In that, I forgive myself for accepting and allowing myself to think ‘I am not good enough’ ‘I am inferior’ from the starting point of childhood memories of my father saying women/girls are inferior to men. I forgive myself for accepting and allowing myself to participate in the mind consciousness system design of  polarities, in this case comparison, in which I compare myself to others, who I judge as successful/competent/superior while I judge label myself as a failure/incompetent/inferior.

I forgive myself for accepting and allowing myself to think, ‘I am average’ and therefore I will never excel at anything from a starting point of a memory, existing within and as me, of my father saying ‘Sandy always tries hard but never wins‘. In that, I forgive myself for accepting and allowing myself to think because I am average I have to try harder just to be mediocre/barely noticed/just survive and I must do more than others just to get a small piece of the action/pleasure/the spoils of life, I must do more and do it fast because, for me, there is not as much time as for others who are more competent.’

I forgive myself for accepting and allowing myself to think I am average looking so I must try harder to look ‘pretty’ so wear make-up, high heels, I am of average intelligence so I must study harder and longer and get extra help, I can cheat on tests because I can’t learn the material, I am average from a talent perspective so I must stay in the shadows and not make a fool of myself, all this from a starting point of self-interest, based on survival.

I forgive myself for accepting and allowing myself to think, because I am average, I am disposable/unimportant/can be overlooked.
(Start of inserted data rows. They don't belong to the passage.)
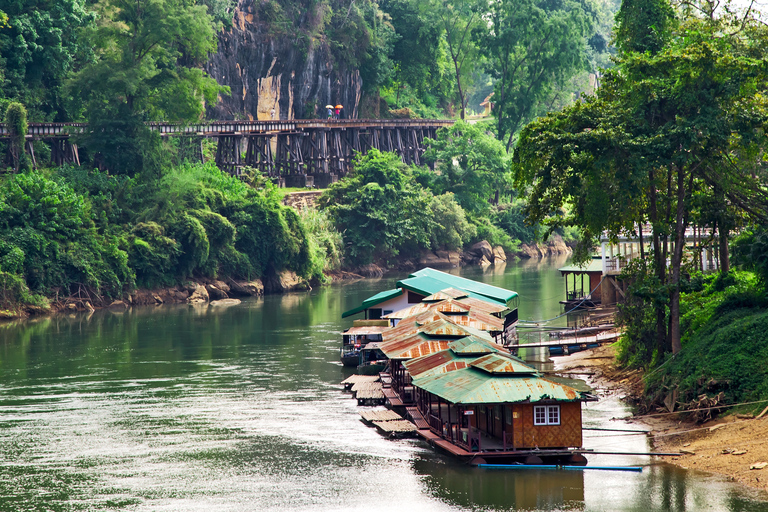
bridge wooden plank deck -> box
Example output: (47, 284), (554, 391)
(0, 119), (454, 178)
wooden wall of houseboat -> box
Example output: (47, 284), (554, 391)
(469, 402), (582, 449)
(584, 272), (603, 302)
(507, 402), (581, 449)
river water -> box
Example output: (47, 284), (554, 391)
(0, 260), (768, 512)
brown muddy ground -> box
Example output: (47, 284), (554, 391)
(557, 346), (768, 490)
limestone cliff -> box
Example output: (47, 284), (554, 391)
(206, 0), (362, 120)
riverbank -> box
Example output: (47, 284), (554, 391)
(556, 346), (768, 491)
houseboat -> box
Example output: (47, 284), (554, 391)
(341, 320), (389, 367)
(341, 267), (518, 340)
(403, 337), (596, 465)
In that, I forgive myself for accepting and allowing myself to not realize that this self-pity is dishonesty because it is based on self-interest and fear of survival for me alone and allows me to hide/cower/be dependent upon others for money instead of standing and engaging in my world without using the mind, as fear from past memories, to direct me, so I can be useful/contribute/support/assist myself first and then others.

I forgive myself for accepting and allowing myself to always doubt/never be satisfied with the choices I make but let myself be influence/directed by my mind of inferior/not enough so my choices are not good enough, I need more, to switch/exchange one choice for another, therefore taking more time to constantly re-make my life/my home/my appearance.